Tout d’abord, nous présentons à nos lecteurs nos meilleurs vœux pour une année 2019 positive au plan personnel. Pour le domaine du spectacle vivant qui fait l’objet de ce site, nous aimerions des spectacles riches, passionnants, qui regardent le monde et nous aident à le décrypter.
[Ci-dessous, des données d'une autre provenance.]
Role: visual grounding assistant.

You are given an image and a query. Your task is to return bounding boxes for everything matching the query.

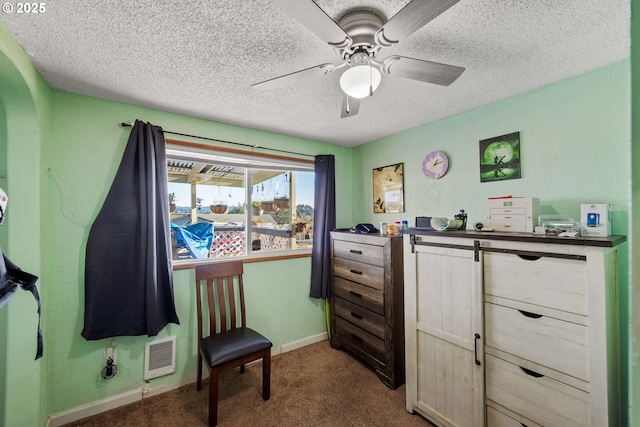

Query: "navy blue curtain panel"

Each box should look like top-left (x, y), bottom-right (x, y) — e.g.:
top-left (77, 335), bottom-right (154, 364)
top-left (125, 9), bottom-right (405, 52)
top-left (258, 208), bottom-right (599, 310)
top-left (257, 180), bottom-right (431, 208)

top-left (82, 120), bottom-right (180, 340)
top-left (310, 155), bottom-right (336, 298)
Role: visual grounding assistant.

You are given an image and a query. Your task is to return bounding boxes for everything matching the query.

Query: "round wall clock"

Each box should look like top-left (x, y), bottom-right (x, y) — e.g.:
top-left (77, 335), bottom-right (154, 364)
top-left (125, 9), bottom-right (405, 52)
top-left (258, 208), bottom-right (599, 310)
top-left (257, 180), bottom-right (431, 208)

top-left (422, 151), bottom-right (449, 179)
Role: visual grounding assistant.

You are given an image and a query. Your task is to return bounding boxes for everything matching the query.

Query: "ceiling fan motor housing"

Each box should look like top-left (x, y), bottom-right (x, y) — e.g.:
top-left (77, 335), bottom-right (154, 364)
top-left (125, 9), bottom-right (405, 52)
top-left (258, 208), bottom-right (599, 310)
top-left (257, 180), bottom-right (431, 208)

top-left (336, 9), bottom-right (386, 59)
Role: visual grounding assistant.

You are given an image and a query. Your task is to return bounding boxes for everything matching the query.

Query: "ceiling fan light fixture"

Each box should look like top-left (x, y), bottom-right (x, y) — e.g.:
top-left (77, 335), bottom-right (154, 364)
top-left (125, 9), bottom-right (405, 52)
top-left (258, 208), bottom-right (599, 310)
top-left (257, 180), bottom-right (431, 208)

top-left (340, 65), bottom-right (382, 99)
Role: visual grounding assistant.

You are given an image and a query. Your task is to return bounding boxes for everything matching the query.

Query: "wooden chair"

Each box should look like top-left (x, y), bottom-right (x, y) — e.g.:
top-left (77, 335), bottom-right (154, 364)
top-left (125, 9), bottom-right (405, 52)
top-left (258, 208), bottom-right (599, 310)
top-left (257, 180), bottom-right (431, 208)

top-left (196, 261), bottom-right (272, 426)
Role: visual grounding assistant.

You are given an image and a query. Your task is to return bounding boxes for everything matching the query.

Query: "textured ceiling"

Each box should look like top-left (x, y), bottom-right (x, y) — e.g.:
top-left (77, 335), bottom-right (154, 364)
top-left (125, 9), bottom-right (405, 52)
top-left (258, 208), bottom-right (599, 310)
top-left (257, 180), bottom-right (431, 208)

top-left (0, 0), bottom-right (630, 146)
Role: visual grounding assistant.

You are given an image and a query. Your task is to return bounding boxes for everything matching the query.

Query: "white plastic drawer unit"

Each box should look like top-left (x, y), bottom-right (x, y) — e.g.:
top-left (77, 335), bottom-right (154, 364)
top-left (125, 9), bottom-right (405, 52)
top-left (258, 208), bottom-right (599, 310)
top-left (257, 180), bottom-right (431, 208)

top-left (484, 197), bottom-right (540, 233)
top-left (484, 252), bottom-right (588, 316)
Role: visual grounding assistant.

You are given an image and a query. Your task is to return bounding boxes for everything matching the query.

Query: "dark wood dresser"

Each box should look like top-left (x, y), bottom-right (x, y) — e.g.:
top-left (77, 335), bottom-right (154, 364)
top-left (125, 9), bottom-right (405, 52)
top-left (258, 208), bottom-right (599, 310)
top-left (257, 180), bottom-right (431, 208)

top-left (331, 232), bottom-right (405, 389)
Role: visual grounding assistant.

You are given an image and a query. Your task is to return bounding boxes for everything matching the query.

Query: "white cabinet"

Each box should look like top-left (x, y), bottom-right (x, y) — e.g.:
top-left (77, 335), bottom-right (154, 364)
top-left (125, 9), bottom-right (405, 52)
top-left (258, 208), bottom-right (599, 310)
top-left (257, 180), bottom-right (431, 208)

top-left (404, 230), bottom-right (625, 427)
top-left (404, 236), bottom-right (484, 427)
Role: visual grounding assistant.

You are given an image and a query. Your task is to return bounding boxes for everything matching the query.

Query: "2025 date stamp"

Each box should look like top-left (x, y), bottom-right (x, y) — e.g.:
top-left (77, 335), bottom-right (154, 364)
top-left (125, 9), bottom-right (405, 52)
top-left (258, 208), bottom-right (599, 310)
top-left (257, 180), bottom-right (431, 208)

top-left (2, 3), bottom-right (47, 14)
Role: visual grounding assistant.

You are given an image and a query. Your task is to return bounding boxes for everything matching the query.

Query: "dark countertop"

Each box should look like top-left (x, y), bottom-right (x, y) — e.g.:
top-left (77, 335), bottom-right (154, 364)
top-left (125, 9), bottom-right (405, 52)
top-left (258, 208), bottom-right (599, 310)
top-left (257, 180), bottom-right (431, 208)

top-left (400, 228), bottom-right (627, 248)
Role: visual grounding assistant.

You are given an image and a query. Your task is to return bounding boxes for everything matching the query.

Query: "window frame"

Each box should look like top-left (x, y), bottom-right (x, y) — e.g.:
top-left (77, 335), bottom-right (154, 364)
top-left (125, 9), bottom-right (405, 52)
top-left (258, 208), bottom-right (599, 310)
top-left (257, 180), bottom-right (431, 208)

top-left (165, 139), bottom-right (315, 270)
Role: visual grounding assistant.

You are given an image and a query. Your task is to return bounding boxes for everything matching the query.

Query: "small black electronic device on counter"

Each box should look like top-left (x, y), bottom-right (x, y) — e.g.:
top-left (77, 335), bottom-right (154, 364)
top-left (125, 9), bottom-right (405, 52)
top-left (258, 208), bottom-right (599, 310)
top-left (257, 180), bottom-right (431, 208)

top-left (349, 224), bottom-right (379, 234)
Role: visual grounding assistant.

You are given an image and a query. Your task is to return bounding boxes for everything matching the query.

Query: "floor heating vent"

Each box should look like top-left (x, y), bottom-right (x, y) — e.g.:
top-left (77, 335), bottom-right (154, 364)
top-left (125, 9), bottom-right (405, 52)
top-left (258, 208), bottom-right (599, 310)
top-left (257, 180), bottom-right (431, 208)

top-left (144, 336), bottom-right (176, 380)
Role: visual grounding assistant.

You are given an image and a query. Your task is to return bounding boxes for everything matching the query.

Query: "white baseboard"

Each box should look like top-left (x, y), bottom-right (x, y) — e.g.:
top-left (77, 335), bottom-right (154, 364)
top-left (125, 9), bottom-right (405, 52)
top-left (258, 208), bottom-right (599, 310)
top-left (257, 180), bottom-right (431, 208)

top-left (45, 332), bottom-right (328, 427)
top-left (280, 332), bottom-right (328, 353)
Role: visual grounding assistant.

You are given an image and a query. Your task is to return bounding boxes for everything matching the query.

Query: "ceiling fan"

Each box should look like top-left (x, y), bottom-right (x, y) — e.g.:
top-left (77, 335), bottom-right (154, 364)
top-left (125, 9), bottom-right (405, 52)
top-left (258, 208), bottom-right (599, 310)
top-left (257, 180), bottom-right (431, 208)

top-left (251, 0), bottom-right (464, 118)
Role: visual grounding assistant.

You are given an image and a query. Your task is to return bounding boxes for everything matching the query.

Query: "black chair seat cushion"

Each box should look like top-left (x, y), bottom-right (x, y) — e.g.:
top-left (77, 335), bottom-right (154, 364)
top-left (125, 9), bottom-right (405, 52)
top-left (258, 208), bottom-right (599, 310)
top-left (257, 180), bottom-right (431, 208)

top-left (200, 328), bottom-right (273, 368)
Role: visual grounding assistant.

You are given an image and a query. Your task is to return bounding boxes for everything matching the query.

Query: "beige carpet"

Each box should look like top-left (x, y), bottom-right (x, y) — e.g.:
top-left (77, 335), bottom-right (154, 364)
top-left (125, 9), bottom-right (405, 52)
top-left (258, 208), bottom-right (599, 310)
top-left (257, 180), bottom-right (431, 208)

top-left (65, 341), bottom-right (432, 427)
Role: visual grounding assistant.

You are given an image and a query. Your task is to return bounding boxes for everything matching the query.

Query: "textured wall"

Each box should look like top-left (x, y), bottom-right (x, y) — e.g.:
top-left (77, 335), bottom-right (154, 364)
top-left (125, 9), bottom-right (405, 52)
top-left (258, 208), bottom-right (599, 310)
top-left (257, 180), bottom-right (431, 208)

top-left (354, 61), bottom-right (631, 426)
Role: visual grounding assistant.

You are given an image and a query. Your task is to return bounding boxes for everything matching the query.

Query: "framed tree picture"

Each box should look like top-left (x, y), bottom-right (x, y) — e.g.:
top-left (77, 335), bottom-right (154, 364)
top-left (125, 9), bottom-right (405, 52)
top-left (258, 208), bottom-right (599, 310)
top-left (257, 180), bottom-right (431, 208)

top-left (480, 132), bottom-right (521, 182)
top-left (373, 163), bottom-right (404, 213)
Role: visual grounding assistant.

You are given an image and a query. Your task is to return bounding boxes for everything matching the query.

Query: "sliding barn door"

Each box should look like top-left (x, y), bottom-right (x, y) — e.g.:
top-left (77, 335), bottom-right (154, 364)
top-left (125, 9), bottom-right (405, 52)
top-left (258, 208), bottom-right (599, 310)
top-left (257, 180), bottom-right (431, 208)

top-left (405, 236), bottom-right (484, 427)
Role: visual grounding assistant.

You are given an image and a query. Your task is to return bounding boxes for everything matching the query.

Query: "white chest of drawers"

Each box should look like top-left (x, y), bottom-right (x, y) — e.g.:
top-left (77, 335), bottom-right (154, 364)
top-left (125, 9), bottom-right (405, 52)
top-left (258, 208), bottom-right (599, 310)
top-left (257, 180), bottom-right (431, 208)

top-left (404, 230), bottom-right (626, 427)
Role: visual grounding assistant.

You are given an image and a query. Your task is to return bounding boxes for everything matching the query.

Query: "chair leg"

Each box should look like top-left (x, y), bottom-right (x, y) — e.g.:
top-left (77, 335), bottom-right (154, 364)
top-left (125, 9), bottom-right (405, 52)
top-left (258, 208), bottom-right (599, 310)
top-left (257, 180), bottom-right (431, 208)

top-left (262, 348), bottom-right (271, 400)
top-left (196, 352), bottom-right (202, 391)
top-left (209, 369), bottom-right (220, 427)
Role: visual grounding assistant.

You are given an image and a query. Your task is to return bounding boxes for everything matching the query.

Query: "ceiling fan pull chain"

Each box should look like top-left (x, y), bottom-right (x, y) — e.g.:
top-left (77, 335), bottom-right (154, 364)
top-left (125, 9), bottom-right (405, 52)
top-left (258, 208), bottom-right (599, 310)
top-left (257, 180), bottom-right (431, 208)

top-left (367, 58), bottom-right (373, 96)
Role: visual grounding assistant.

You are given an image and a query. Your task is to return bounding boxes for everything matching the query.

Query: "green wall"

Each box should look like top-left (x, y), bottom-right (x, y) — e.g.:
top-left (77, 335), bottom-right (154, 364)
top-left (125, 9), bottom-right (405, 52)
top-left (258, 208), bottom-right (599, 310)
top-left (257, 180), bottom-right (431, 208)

top-left (628, 0), bottom-right (640, 426)
top-left (354, 61), bottom-right (637, 424)
top-left (0, 23), bottom-right (50, 426)
top-left (43, 92), bottom-right (351, 413)
top-left (0, 14), bottom-right (640, 427)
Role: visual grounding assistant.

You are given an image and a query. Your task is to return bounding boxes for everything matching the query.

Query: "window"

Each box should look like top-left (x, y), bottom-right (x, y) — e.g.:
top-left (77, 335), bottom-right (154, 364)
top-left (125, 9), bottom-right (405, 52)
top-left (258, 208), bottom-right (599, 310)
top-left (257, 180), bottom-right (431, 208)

top-left (167, 142), bottom-right (314, 261)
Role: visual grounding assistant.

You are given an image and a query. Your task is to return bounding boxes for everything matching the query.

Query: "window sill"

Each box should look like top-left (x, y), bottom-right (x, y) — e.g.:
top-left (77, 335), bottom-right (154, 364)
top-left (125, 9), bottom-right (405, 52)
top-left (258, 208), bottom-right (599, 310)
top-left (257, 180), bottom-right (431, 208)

top-left (173, 251), bottom-right (311, 270)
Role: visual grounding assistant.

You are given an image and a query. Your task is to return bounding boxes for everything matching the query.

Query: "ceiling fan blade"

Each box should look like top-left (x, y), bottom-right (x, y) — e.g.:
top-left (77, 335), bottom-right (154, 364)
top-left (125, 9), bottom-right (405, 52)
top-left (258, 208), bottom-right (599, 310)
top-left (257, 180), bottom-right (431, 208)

top-left (340, 93), bottom-right (360, 119)
top-left (382, 55), bottom-right (465, 86)
top-left (271, 0), bottom-right (351, 48)
top-left (375, 0), bottom-right (460, 47)
top-left (251, 64), bottom-right (336, 91)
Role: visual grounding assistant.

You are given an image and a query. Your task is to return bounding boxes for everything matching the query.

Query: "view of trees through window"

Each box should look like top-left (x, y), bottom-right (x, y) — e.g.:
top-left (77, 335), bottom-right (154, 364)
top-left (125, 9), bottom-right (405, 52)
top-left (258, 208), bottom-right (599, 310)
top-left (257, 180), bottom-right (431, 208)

top-left (167, 146), bottom-right (314, 260)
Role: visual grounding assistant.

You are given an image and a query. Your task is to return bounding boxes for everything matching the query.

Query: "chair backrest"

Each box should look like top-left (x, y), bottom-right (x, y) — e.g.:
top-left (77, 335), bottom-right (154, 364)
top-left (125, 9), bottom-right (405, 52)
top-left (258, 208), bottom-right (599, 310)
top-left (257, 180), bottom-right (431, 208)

top-left (196, 261), bottom-right (247, 340)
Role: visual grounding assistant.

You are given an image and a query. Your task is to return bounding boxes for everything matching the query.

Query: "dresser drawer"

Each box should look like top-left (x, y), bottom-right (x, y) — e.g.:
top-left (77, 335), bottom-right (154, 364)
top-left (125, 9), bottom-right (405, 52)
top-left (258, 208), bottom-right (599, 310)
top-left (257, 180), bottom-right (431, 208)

top-left (483, 252), bottom-right (588, 315)
top-left (335, 298), bottom-right (384, 339)
top-left (333, 276), bottom-right (384, 315)
top-left (333, 257), bottom-right (384, 290)
top-left (485, 355), bottom-right (589, 427)
top-left (487, 406), bottom-right (539, 427)
top-left (334, 316), bottom-right (385, 364)
top-left (333, 240), bottom-right (384, 266)
top-left (484, 303), bottom-right (589, 381)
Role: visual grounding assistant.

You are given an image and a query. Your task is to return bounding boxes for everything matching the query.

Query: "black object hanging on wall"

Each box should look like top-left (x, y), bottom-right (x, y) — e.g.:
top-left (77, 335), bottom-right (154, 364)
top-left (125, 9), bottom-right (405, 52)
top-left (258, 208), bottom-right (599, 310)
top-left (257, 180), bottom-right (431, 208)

Ces derniers mois nous nous sommes intéressés au travail de Barrie Kosky, directeur de la Komische Oper de Berlin, l’un des théâtres actuellement les plus inventifs de la planète européenne, toujours accessible à un public large, engagé, participatif, à des années lumières du public fossilisé de la Scala de Milan par exemple. Parce que Kosky travaille avec une attention approfondie tous les répertoires, depuis l’opérette traditionnelle au musical et à l’opéra de toutes les époques : qu’y a‑t-il de commun entre Die Perlen der Cleopatra, Anatevka, Candide ou bien Pelléas et Mélisande ? Essentiellement le regard humaniste porté sur notre monde et sa lutte contre toutes les intolérances qu’elles soient institutionnelles ou familiales, dans une ville déchirée par les blessures de l’histoire et qui se relève aujourd’hui en continuant d’être ce qu’elle était il y a un siècle : la plus ouverte, la plus disponible, la plus vivante d’Europe.
« Une mise en scène n’est jamais neutre. Toujours, il s’agit d’un choix. »
Antoine Vitez
Dans cette Berlin, Bertolt Brecht a porté une réflexion sur le théâtre comme regard critique sur le monde, qui continue d’animer la dramaturgie de l’autre côté du Rhin. Qu’on le veuille ou non, la question de la mise en scène cristallise encore des oppositions et des crispations, mais trace aussi des frontières qui sont de vraies frontières culturelles, par exemple entre l’Europe et les Etats-Unis. Les grands metteurs en scène américains font carrière en Europe et pas dans leur pays, même si les Etats-Unis ont été dans les décennies qui suivent la deuxième guerre mondiale un foyer passionnant de la réflexion sur l’acteur et la dramaturgie, qui a enrichi le cinéma, mais pas le théâtre de l’autre côté de l’Atlantique. Il suffit de constater combien il est difficile de donner au MET de New York un rôle moteur dans la diffusion de nouvelles visions scéniques à l’opéra. En Europe, le théâtre se veut outil de lecture du monde, aux Etats-Unis désormais, il est essentiellement Entertainment.
Ce site qui atteint l’âge adulte a défendu depuis sa création une vision du théâtre et de la mise en scène qui se veut la plus large possible, et continuera de défendre des visions problématiques des œuvres, qui en font des vecteurs de culture et des regards originaux sur notre monde. Profondément wagnériens, nous voyons dans l’œuvre d’art une question permanente posée au monde, profondément brechtiens, nous sommes persuadés qu’une société sans théâtre est une société mouroir de la pensée. C’est aussi la raison pour laquelle nous défendons ardemment l’œuvre de Frank Castorf dont le regard acéré sur la civilisation occidentale semble déranger tant de spectateurs.
Que 2019 contribue à la victoire de la pensée.